枕の上で夢に溺れて

極上の寝具で眠りたい

書籍の山崩れ

 いわゆる「積読」と呼ばれている行為である「買っておいたまま読んでいない本」の山がいよいよ"なだれ"を起こしもみくちゃになって、部屋が無残な被災地と化してしまったので、床で将棋倒しのようになっている本を少しずつ片付けつつ手に取り、読み進めている。ただただ理由なく先延ばしにしていただけで、読もうと思えばいつだって読めるはずだったのに。

 本は良い。精神のオアシスである。しかし書籍というものの存在は年々とてもコアになりつつあるように感じる。というのはあくまで肌感覚の話で、何らかの統計に基づいたものではない。本を読んでいる人が以前よりも少なくなったのかもしれないという憶測の話でしかない。

 世の中の娯楽は、ここ最近、一気に「インスタント化」したように見える。あくまで支持を集めているものに限定して言っているけれど、時間を取るものや、何らかのコストがかかるものは敬遠されがちなんだろう。決してそれが悪いと言いたいわけではなく、それもひとつの形だと思っているけれど、ただただなんとなく寂しく感じる。現代人は、あんまり余裕が無いのかもしれない。

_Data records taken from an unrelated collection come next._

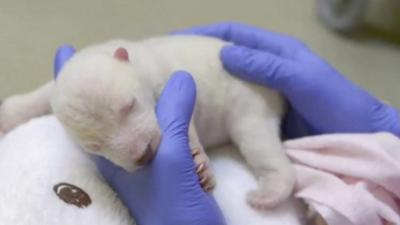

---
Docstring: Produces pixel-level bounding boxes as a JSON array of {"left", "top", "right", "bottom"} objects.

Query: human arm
[{"left": 178, "top": 23, "right": 400, "bottom": 137}]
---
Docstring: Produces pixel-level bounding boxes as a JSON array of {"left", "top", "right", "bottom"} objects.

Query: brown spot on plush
[{"left": 53, "top": 183, "right": 92, "bottom": 208}]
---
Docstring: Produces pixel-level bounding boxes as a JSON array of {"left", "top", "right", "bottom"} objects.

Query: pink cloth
[{"left": 284, "top": 133, "right": 400, "bottom": 225}]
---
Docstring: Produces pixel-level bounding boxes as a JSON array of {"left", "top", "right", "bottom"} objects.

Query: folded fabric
[{"left": 284, "top": 133, "right": 400, "bottom": 225}]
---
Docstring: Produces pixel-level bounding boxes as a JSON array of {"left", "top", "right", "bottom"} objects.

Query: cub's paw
[
  {"left": 192, "top": 148, "right": 215, "bottom": 192},
  {"left": 247, "top": 172, "right": 295, "bottom": 210}
]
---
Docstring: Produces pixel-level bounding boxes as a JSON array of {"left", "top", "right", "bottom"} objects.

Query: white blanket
[{"left": 0, "top": 116, "right": 301, "bottom": 225}]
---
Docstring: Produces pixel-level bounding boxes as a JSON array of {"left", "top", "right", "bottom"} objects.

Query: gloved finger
[
  {"left": 221, "top": 46, "right": 295, "bottom": 91},
  {"left": 174, "top": 22, "right": 305, "bottom": 56},
  {"left": 53, "top": 45, "right": 75, "bottom": 79},
  {"left": 156, "top": 71, "right": 196, "bottom": 135}
]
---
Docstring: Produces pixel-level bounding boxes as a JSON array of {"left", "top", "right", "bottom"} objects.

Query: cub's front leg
[
  {"left": 0, "top": 81, "right": 54, "bottom": 136},
  {"left": 189, "top": 119, "right": 215, "bottom": 191}
]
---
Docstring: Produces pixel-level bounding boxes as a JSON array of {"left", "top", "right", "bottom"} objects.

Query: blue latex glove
[
  {"left": 178, "top": 23, "right": 400, "bottom": 138},
  {"left": 55, "top": 46, "right": 225, "bottom": 225}
]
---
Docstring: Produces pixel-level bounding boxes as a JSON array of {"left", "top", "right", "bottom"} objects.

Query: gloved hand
[
  {"left": 55, "top": 46, "right": 225, "bottom": 225},
  {"left": 176, "top": 23, "right": 400, "bottom": 138}
]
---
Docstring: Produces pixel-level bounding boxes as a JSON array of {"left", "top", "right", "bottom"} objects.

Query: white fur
[
  {"left": 0, "top": 36, "right": 294, "bottom": 208},
  {"left": 0, "top": 117, "right": 301, "bottom": 225}
]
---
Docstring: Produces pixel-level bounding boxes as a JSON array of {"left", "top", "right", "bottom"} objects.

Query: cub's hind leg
[
  {"left": 227, "top": 84, "right": 295, "bottom": 210},
  {"left": 0, "top": 81, "right": 54, "bottom": 136}
]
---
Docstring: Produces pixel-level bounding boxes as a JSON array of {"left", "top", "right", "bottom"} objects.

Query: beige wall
[{"left": 0, "top": 0, "right": 400, "bottom": 107}]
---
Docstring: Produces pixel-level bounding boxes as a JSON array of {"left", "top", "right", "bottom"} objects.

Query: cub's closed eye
[{"left": 119, "top": 98, "right": 136, "bottom": 118}]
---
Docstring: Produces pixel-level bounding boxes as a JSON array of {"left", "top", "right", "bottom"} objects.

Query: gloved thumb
[
  {"left": 220, "top": 45, "right": 294, "bottom": 90},
  {"left": 53, "top": 45, "right": 75, "bottom": 79},
  {"left": 156, "top": 71, "right": 196, "bottom": 137}
]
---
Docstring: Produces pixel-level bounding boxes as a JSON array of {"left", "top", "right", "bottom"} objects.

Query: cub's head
[{"left": 51, "top": 48, "right": 160, "bottom": 171}]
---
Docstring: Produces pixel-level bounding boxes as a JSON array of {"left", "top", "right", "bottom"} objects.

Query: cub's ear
[
  {"left": 114, "top": 47, "right": 129, "bottom": 62},
  {"left": 119, "top": 98, "right": 136, "bottom": 119}
]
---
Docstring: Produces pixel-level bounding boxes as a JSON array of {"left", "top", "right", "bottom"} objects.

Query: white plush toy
[
  {"left": 0, "top": 116, "right": 301, "bottom": 225},
  {"left": 0, "top": 35, "right": 295, "bottom": 210}
]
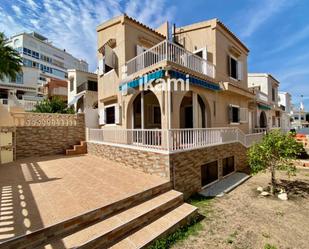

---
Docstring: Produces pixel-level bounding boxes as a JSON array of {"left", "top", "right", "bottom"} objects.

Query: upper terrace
[{"left": 126, "top": 40, "right": 215, "bottom": 78}]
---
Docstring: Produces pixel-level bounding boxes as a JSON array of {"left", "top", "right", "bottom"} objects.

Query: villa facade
[
  {"left": 97, "top": 15, "right": 254, "bottom": 133},
  {"left": 83, "top": 15, "right": 262, "bottom": 196}
]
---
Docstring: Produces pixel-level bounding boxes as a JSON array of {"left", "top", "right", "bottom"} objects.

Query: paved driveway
[{"left": 0, "top": 155, "right": 167, "bottom": 242}]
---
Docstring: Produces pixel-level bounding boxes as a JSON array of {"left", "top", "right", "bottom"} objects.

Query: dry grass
[{"left": 173, "top": 169, "right": 309, "bottom": 249}]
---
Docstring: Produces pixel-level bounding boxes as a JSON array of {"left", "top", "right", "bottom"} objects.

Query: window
[
  {"left": 229, "top": 105, "right": 240, "bottom": 124},
  {"left": 70, "top": 77, "right": 74, "bottom": 92},
  {"left": 10, "top": 73, "right": 23, "bottom": 84},
  {"left": 201, "top": 161, "right": 218, "bottom": 186},
  {"left": 50, "top": 68, "right": 66, "bottom": 78},
  {"left": 228, "top": 56, "right": 243, "bottom": 80},
  {"left": 222, "top": 156, "right": 235, "bottom": 176},
  {"left": 88, "top": 80, "right": 98, "bottom": 92},
  {"left": 152, "top": 106, "right": 161, "bottom": 124},
  {"left": 105, "top": 106, "right": 115, "bottom": 124},
  {"left": 99, "top": 45, "right": 117, "bottom": 76},
  {"left": 271, "top": 88, "right": 276, "bottom": 101},
  {"left": 230, "top": 57, "right": 237, "bottom": 79}
]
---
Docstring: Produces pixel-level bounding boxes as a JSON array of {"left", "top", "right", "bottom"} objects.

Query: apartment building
[
  {"left": 67, "top": 69, "right": 99, "bottom": 128},
  {"left": 87, "top": 15, "right": 261, "bottom": 195},
  {"left": 248, "top": 73, "right": 282, "bottom": 129},
  {"left": 279, "top": 92, "right": 292, "bottom": 131},
  {"left": 0, "top": 32, "right": 88, "bottom": 108}
]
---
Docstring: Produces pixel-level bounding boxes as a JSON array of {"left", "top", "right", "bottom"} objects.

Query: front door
[
  {"left": 185, "top": 106, "right": 193, "bottom": 128},
  {"left": 201, "top": 161, "right": 218, "bottom": 187}
]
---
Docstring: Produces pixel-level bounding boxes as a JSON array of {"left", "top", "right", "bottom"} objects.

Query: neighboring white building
[
  {"left": 279, "top": 92, "right": 292, "bottom": 130},
  {"left": 0, "top": 32, "right": 88, "bottom": 109},
  {"left": 248, "top": 73, "right": 281, "bottom": 129},
  {"left": 68, "top": 69, "right": 99, "bottom": 128}
]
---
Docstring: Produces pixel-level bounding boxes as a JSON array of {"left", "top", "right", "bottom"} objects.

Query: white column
[
  {"left": 141, "top": 91, "right": 145, "bottom": 129},
  {"left": 166, "top": 77, "right": 172, "bottom": 130},
  {"left": 192, "top": 92, "right": 199, "bottom": 128}
]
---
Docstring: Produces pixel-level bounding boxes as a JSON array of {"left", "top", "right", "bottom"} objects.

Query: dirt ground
[{"left": 173, "top": 169, "right": 309, "bottom": 249}]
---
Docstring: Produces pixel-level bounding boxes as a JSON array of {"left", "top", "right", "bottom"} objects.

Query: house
[
  {"left": 97, "top": 15, "right": 254, "bottom": 133},
  {"left": 0, "top": 32, "right": 88, "bottom": 110},
  {"left": 248, "top": 73, "right": 282, "bottom": 130},
  {"left": 279, "top": 92, "right": 292, "bottom": 131},
  {"left": 43, "top": 78, "right": 68, "bottom": 103},
  {"left": 67, "top": 69, "right": 99, "bottom": 128},
  {"left": 87, "top": 15, "right": 261, "bottom": 196},
  {"left": 291, "top": 102, "right": 309, "bottom": 129}
]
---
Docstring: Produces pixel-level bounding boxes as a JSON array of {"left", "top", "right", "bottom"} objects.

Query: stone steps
[
  {"left": 44, "top": 190, "right": 183, "bottom": 249},
  {"left": 65, "top": 141, "right": 87, "bottom": 156},
  {"left": 36, "top": 190, "right": 197, "bottom": 249},
  {"left": 111, "top": 203, "right": 197, "bottom": 249},
  {"left": 0, "top": 182, "right": 172, "bottom": 249}
]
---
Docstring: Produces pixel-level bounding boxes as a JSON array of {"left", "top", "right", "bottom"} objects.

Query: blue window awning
[
  {"left": 258, "top": 104, "right": 271, "bottom": 111},
  {"left": 170, "top": 70, "right": 221, "bottom": 91},
  {"left": 119, "top": 70, "right": 221, "bottom": 91}
]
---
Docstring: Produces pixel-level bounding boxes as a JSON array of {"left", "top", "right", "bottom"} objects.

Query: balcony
[
  {"left": 76, "top": 81, "right": 98, "bottom": 93},
  {"left": 50, "top": 87, "right": 68, "bottom": 96},
  {"left": 255, "top": 91, "right": 268, "bottom": 103},
  {"left": 126, "top": 40, "right": 215, "bottom": 78},
  {"left": 87, "top": 128, "right": 263, "bottom": 152}
]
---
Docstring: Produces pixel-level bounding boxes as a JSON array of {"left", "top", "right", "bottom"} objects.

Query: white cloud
[
  {"left": 269, "top": 25, "right": 309, "bottom": 54},
  {"left": 241, "top": 0, "right": 293, "bottom": 38},
  {"left": 27, "top": 0, "right": 38, "bottom": 10},
  {"left": 0, "top": 0, "right": 173, "bottom": 71},
  {"left": 12, "top": 5, "right": 22, "bottom": 16}
]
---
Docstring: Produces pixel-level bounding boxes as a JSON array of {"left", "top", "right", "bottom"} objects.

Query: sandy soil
[{"left": 173, "top": 169, "right": 309, "bottom": 249}]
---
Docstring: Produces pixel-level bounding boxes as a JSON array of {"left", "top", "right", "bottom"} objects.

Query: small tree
[
  {"left": 33, "top": 97, "right": 75, "bottom": 114},
  {"left": 248, "top": 130, "right": 303, "bottom": 194}
]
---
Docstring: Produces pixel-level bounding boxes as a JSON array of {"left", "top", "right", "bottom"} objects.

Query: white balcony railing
[
  {"left": 255, "top": 91, "right": 268, "bottom": 102},
  {"left": 87, "top": 128, "right": 263, "bottom": 152},
  {"left": 126, "top": 40, "right": 215, "bottom": 78}
]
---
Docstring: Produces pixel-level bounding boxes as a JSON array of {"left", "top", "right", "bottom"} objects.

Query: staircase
[
  {"left": 65, "top": 141, "right": 87, "bottom": 156},
  {"left": 0, "top": 183, "right": 197, "bottom": 249}
]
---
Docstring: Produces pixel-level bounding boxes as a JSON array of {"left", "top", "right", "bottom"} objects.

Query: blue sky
[{"left": 0, "top": 0, "right": 309, "bottom": 110}]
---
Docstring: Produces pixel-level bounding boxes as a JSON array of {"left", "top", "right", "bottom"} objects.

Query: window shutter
[
  {"left": 99, "top": 108, "right": 106, "bottom": 125},
  {"left": 240, "top": 108, "right": 249, "bottom": 123},
  {"left": 237, "top": 61, "right": 243, "bottom": 80},
  {"left": 99, "top": 58, "right": 104, "bottom": 76},
  {"left": 105, "top": 45, "right": 115, "bottom": 68},
  {"left": 115, "top": 104, "right": 121, "bottom": 124},
  {"left": 203, "top": 47, "right": 207, "bottom": 60},
  {"left": 226, "top": 55, "right": 231, "bottom": 76},
  {"left": 228, "top": 105, "right": 233, "bottom": 123},
  {"left": 136, "top": 45, "right": 145, "bottom": 55}
]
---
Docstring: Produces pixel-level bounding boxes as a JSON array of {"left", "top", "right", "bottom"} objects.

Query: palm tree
[{"left": 0, "top": 32, "right": 22, "bottom": 80}]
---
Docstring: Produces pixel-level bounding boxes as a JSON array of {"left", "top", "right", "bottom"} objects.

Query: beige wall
[{"left": 176, "top": 19, "right": 248, "bottom": 89}]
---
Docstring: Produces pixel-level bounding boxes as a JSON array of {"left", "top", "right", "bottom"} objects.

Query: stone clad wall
[
  {"left": 16, "top": 113, "right": 85, "bottom": 159},
  {"left": 87, "top": 142, "right": 248, "bottom": 197},
  {"left": 170, "top": 143, "right": 248, "bottom": 197},
  {"left": 87, "top": 142, "right": 170, "bottom": 178}
]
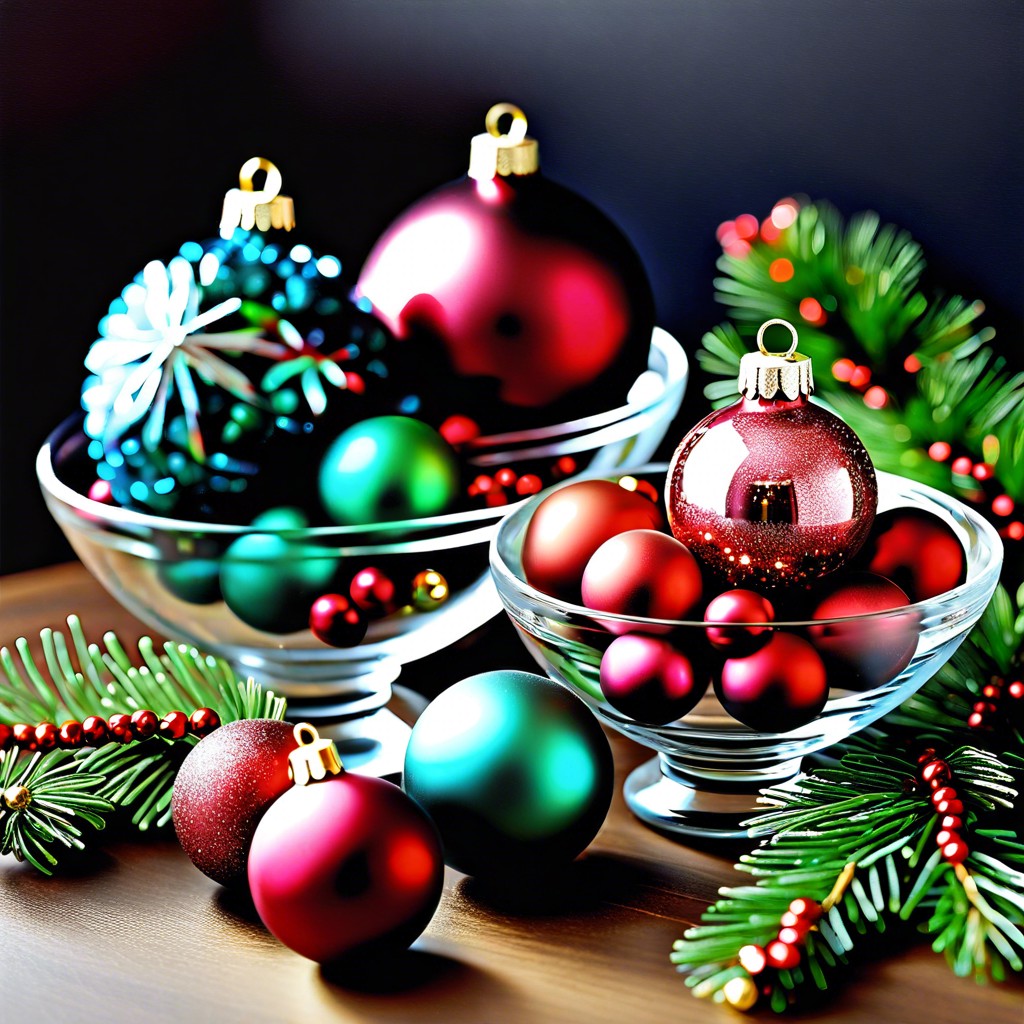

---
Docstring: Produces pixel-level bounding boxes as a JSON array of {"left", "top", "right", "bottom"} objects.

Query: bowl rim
[
  {"left": 36, "top": 327, "right": 689, "bottom": 540},
  {"left": 487, "top": 463, "right": 1002, "bottom": 622}
]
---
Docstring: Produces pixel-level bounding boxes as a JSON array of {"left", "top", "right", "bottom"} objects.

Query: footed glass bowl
[
  {"left": 36, "top": 330, "right": 689, "bottom": 765},
  {"left": 490, "top": 466, "right": 1002, "bottom": 840}
]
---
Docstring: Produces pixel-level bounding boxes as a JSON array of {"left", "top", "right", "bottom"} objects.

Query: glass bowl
[
  {"left": 36, "top": 329, "right": 689, "bottom": 770},
  {"left": 490, "top": 466, "right": 1002, "bottom": 840}
]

 エンドロールが流れ出した途端に席を立たねばならないほど、せわしない日々を生きているのかもしれない。ゆったりと流れるクレジットを眺めては深いため息なんかついてみたりして、じんわりと染み込んでくる余韻に浸りながら、現実と空想の境界を彷徨いつつ、無いものに対して想いを馳せる。こんな行為を愛おしく思い、止められなくなっている僕のような人間の方がよっぽど異端であることぐらい、とっくに分かってはいるけれど、なんだか時々、えらく寂しい気持ちになる。

 書籍を読む人がもっと増えて、「あとがき」を嘗め回すように読むことの幸福感を多くの人が味わってくれればいいと時々思うけど、こんな気持ちなんて一生分からなくたっていいとさえも思う。